Também pomar com árvores de frutas variadas e jardim com flores.”
O
quintal é o mundo de seu Vicente, um homem que viveu sempre plantando,
cultivando, colhendo. É prestadio e metediço.
Certo
dia, entre plantas que nascem lá, boas ou más, apareceram duas plantas
diferentes. Seu Vicente estranhou, queria arrancá-las. Eu disse:
—
Não, deixe crescer, vamos ver o que sai daí.
Com
o passar dos dias, as plantas se desenvolviam de forma estranha, não eram
conhecidas de ninguém.
Certo
foi que um dia, de manhã cedo ainda, no tempo de frio, vem seu Vicente com uma
cara de espanto e me diz:
—
Dona Cora, Dona Cora, vem ver uma coisa!
Eu
estava acendendo o fogo para fazer o café e disse:
—
Espera um bocado, depois do café eu vou.
—
Não, não, a senhora vem já. Venha ver!
Impressionada
com aquele chamado urgente fui até o quintal.

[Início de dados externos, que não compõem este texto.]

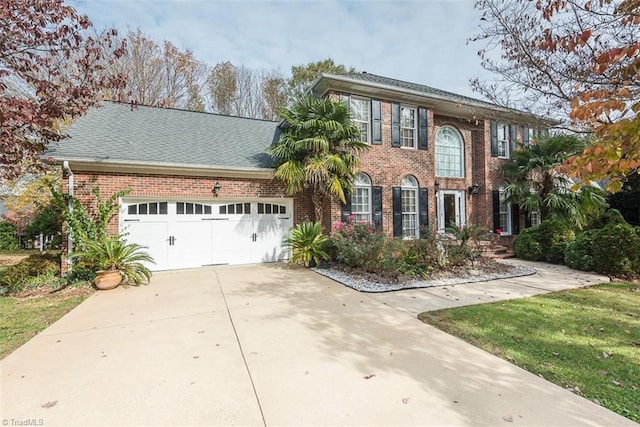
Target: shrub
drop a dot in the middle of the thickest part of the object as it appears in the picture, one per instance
(527, 245)
(307, 243)
(358, 244)
(17, 276)
(545, 242)
(579, 253)
(8, 237)
(616, 250)
(554, 238)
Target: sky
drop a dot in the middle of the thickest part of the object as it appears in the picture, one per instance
(420, 41)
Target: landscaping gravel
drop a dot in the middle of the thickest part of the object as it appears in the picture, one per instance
(364, 285)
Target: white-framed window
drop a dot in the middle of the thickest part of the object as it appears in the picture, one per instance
(503, 140)
(449, 153)
(360, 109)
(408, 123)
(409, 188)
(361, 198)
(534, 218)
(505, 213)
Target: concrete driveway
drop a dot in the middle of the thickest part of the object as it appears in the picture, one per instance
(267, 345)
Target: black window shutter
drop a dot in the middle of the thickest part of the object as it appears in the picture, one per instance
(515, 218)
(376, 113)
(496, 210)
(395, 124)
(423, 199)
(494, 138)
(376, 200)
(346, 208)
(397, 211)
(513, 137)
(423, 139)
(525, 136)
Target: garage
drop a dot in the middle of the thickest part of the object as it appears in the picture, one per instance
(189, 234)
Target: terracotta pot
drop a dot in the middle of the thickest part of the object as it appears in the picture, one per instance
(107, 279)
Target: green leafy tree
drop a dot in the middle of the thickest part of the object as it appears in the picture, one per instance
(536, 185)
(318, 150)
(303, 75)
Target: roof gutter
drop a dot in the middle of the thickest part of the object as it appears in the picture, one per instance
(124, 166)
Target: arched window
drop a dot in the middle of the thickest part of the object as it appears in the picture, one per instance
(361, 197)
(449, 153)
(409, 186)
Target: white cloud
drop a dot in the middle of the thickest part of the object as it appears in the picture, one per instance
(418, 41)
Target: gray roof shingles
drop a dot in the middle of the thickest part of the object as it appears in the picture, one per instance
(153, 135)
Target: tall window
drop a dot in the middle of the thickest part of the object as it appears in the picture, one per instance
(360, 110)
(361, 198)
(449, 153)
(409, 187)
(505, 213)
(503, 140)
(408, 127)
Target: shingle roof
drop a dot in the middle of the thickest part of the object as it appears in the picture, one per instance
(152, 135)
(415, 87)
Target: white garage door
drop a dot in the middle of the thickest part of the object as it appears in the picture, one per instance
(187, 234)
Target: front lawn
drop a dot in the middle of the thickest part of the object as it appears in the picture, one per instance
(22, 318)
(587, 340)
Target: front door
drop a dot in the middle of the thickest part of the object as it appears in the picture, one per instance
(450, 205)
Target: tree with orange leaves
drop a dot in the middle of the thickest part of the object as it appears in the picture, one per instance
(576, 60)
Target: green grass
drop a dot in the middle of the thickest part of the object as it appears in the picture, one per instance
(585, 338)
(23, 318)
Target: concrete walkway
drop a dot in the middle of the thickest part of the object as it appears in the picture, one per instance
(267, 345)
(549, 278)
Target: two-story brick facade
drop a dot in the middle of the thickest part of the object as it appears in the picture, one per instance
(201, 188)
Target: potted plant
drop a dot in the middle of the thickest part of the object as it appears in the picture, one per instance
(116, 261)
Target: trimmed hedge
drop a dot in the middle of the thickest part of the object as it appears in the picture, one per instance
(545, 242)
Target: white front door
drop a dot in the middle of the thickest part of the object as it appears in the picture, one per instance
(451, 210)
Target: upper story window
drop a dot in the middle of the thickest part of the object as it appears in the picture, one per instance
(449, 153)
(503, 140)
(408, 131)
(360, 111)
(361, 197)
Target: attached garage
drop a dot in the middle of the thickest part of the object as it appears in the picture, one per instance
(188, 234)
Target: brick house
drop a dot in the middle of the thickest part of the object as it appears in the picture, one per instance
(201, 184)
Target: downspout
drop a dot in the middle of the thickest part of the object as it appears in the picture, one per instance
(65, 165)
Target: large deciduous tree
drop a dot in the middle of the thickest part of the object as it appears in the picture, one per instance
(51, 71)
(576, 59)
(318, 150)
(159, 74)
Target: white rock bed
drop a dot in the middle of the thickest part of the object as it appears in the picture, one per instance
(363, 285)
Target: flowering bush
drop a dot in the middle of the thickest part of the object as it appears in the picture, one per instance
(358, 244)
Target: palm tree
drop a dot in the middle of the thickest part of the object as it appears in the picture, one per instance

E lá, debaixo das tais plantas
estranhas, vi umas coisinhas que se mexiam, buliam. Umas coisas vivas.
Na
primeira olhada não pude definir o que seria aquilo. Pareciam bichos, filhotes
de passarinho, qualquer coisa que tivesse caído por ali, que tivesse despencado
de um galho de árvore. E tinham se juntado na sombra daquelas duas plantas.
Depois
me abaixei e examinei melhor. Eram seres vivos, com todas as formas de crianças
em miniatura! Tomei um nas mãos, senti que era gelatinoso, com movimentos muito
vivos, como querendo escapar da minha mão.
Assombrada,
achei que precisava retirá-los da terra, porque eles estavam bem sujinhos!
Seu
Vicente apanhou o balaio que ele usa para os trabalhos no quintal.
Forrou-o
com panos e cobertas velhas e acomodou aqueles seres.
Eram
sete, e, achando que eles estavam com frio, seu Vicente rebuçou.
Examinando
de perto, perguntou:
—
É bicho, é passarinho ou é gente?
—
Velho isso é uma coisa que nós vamos indagar, e não fale pra ninguém!
—
É salta-caminho! — falou assombrado.
—
Cubra com mais um cobertor e leve para o outro lado da casa. Depois do café vou
resolver o que se faz.
Voltei
para o fogão, fiz o café, e comecei a imaginar o que seria aquilo. Fui vê-los.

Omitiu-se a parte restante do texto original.